Outros filmes nos ensinaram que
narrar uma história exatamente como deveria ter sido, é um “tiro no pé”. Vide
“As Aventuras de Pi”, “Peixe Grande”, “A Vida é Bela”. Filmes que nos
encaminham a acreditar que a busca de sentido em meio à tragédia é maior do que
a crueza da própria tragédia. É uma questão de sobrevivência, de não
enlouquecer. Que digam os judeus que, depois da desgraça do exílio babilônico,
não tinham outra alternativa senão contar a sua historia, incluindo a de
Moisés, a partir de seu umbigo. Razão pela qual nada sabemos sobre esse
personagem chamado Moisés, a não ser o que está na Bíblia. É pouco. A crítica
bíblica mais polêmica e impopular, já deu sinais, desde o século XIX, que Êxodo
conta aquilo que o povo hebreu quis contar. Não sejamos ingênuos, a Bíblia não
é um livro de História.
Por isso, sem as pitadas místicas
e os sentidos míticos, nenhuma história de religião vale a pena ser contada. As
da Bíblia muito menos. Não interessa se Moisés pode ou não ser comprovado
historicamente. Tirar dele o cajado, a grandiosa abertura do Mar Vermelho, os
conflitos de sua personalidade com seus interlocutores, inclusive com Deus, só
apequena a narrativa. Fazer de Moisés um “esquizofrênico”?
Se quer demitologizar e
desmistificar, que ao menos dê um sentido existencial para a história. Algo que
teólogos da envergadura de Karl Barth, R. Bultmann e Paul Tillich tão bem fizeram.

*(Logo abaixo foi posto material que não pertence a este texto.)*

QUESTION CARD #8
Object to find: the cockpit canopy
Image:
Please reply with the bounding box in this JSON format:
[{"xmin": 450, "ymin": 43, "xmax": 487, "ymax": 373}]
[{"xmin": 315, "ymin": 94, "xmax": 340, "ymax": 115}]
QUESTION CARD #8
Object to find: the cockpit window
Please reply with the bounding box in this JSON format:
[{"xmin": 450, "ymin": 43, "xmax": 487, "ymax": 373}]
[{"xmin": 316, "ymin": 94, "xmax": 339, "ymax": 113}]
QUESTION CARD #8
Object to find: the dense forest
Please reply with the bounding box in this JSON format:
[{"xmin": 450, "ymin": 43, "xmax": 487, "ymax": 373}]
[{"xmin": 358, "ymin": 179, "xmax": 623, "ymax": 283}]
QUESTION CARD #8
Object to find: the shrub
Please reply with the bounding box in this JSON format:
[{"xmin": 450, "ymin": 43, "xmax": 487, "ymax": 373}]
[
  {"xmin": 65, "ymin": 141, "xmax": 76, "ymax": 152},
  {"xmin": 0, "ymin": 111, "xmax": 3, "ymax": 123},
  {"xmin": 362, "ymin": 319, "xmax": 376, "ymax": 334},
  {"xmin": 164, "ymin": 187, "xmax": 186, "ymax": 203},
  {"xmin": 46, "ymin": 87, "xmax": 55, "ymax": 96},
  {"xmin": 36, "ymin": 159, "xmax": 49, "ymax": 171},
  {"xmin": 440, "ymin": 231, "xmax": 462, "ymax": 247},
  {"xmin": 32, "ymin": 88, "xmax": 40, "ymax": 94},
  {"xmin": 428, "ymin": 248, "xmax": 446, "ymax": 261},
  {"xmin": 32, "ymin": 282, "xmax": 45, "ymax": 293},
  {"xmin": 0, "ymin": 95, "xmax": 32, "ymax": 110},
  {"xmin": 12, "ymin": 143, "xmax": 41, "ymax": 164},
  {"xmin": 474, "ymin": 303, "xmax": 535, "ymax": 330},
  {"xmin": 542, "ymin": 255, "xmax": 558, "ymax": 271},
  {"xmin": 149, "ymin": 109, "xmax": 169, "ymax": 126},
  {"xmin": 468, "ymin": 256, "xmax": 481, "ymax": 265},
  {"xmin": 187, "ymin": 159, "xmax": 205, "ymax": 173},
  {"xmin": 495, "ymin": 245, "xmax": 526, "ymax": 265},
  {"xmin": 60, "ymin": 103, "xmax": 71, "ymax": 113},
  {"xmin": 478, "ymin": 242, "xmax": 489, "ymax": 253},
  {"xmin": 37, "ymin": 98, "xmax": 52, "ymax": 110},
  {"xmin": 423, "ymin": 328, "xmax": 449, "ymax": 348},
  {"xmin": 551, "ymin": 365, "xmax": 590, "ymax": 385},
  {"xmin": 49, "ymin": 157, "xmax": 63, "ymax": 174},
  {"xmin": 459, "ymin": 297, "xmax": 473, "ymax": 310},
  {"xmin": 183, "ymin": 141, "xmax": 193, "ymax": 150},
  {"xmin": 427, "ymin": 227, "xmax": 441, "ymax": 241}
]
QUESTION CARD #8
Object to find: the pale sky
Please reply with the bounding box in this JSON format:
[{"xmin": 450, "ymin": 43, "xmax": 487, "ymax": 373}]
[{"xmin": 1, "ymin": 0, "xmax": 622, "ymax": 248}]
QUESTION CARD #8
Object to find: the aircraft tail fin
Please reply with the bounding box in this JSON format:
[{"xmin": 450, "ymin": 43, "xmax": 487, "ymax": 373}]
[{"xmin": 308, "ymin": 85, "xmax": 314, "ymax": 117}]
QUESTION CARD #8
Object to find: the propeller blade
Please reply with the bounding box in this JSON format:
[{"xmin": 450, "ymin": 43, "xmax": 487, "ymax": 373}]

Ou, para ficar no campo do cinema, fizesse como Daren Aronofsky, diretor que,
para realizar o filme “Noé”, pesquisou e foi além da Bíblia, com boas inserções
dos livros de Enoque.
Não esperava ver “Os Dez
Mandamentos” de Cecil B. DeMille, ainda que seja difícil não comparar. Mas
esperava um pouco mais de respeito com as fontes. Como um livro de religião,
tirar o fundamento religioso do livro é, no mínimo, imperdoável e, no máximo,
para “Êxodo: Deuses e Reis”, passível de ser esquecido.